56. Bound by Kieffer.
On many of the blocks there appear two indentations or holes about a quarter of an inch in diameter, situated within the border at the top and bottom of the panel. The precise purport of these is unknown, and many plausible theories have been invented to account for them. One such suggests that they were stop buttons to prevent the stamp from sinking too far into the leather, but it is more probable that they indicate the heads of nails or pegs which fastened the carved block or metal stamp to another piece of wood. Sometimes the impressions made by them are almost imperceptible, at others there has been an attempt at concealment by carrying the ornament across. Many of the subjects pictured on these stamps were of a religious character: thus the Baptism of Christ, Saint John the Baptist, the Crucifixion, Our Lady of Pity, the Ara Cœli, and the different saints and apostles, are all represented upon these early book covers. For an account of them, and for a general history of early stamped bindings, which contains also a certain amount of illustration, the interested reader cannot do better than procure the two volumes, published at half a crown by the Department of Science and Art, at South Kensington, entitled Bookbindings and Rubbings of Bindings in the National Art Library of South Kensington Museum, by W. H. James Weale. This class of binding has given rise to much dispute of an archæological kind, with which, happily, we are not concerned at the moment.
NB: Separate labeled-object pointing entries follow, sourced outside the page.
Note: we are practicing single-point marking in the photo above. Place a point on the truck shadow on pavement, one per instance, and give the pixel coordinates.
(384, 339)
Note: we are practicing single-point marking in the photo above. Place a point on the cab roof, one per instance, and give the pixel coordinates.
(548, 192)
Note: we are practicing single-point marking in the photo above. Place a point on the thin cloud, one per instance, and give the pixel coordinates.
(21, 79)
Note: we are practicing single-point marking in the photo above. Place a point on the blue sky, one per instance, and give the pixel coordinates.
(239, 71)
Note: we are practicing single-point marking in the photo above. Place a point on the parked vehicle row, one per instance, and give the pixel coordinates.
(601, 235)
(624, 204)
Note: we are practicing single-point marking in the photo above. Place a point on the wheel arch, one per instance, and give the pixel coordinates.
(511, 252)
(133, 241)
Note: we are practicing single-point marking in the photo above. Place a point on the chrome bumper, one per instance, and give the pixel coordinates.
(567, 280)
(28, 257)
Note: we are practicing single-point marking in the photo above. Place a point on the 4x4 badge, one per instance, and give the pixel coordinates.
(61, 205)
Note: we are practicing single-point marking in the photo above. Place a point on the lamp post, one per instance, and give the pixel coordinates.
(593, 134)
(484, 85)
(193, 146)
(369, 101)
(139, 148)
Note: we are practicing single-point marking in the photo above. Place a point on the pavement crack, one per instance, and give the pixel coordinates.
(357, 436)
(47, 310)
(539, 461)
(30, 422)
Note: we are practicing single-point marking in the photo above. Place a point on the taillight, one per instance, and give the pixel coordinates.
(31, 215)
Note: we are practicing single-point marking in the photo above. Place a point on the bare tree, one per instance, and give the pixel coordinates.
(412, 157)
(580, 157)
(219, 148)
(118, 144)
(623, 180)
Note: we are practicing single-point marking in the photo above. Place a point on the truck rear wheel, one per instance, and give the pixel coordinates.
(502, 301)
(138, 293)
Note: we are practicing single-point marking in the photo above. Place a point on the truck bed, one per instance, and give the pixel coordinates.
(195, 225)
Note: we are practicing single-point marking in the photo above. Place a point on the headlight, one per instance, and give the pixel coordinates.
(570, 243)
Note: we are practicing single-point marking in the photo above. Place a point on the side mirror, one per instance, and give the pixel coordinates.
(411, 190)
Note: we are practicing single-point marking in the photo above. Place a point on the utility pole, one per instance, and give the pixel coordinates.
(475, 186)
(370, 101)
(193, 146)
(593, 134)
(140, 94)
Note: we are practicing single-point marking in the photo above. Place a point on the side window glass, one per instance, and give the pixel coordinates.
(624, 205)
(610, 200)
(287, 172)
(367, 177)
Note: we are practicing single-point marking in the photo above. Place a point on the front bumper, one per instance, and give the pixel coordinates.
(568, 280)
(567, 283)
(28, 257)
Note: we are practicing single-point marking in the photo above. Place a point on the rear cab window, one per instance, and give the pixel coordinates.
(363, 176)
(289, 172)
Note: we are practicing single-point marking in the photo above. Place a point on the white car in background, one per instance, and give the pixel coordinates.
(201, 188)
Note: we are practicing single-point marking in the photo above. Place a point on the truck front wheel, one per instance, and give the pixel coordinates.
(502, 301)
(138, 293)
Whether the stamps were of wood or metal, in what country they originated, their authorship as indicated by initials incorporated in the design, their provenance as apart from the country in which they were in use, who was the inventor of the pattern roller,—all such questions we may leave aside, the point of interest being the fact of the stamp and its astonishing variety of character, for many styles were represented by it, all, with but few exceptions, of great merit and suitability to their end. For the present purpose, and as far as ornament is concerned, they may be classified somewhat as follows:—
1. Small Gothic dies with palmated leaves, animals, and so on, combined in design according to certain fixed patterns, such as those on the Bible written and bound in the monastery at Durham for Hugh Pudsey, bishop of that diocese from 1153 to 1195, and other books in the same cathedral library.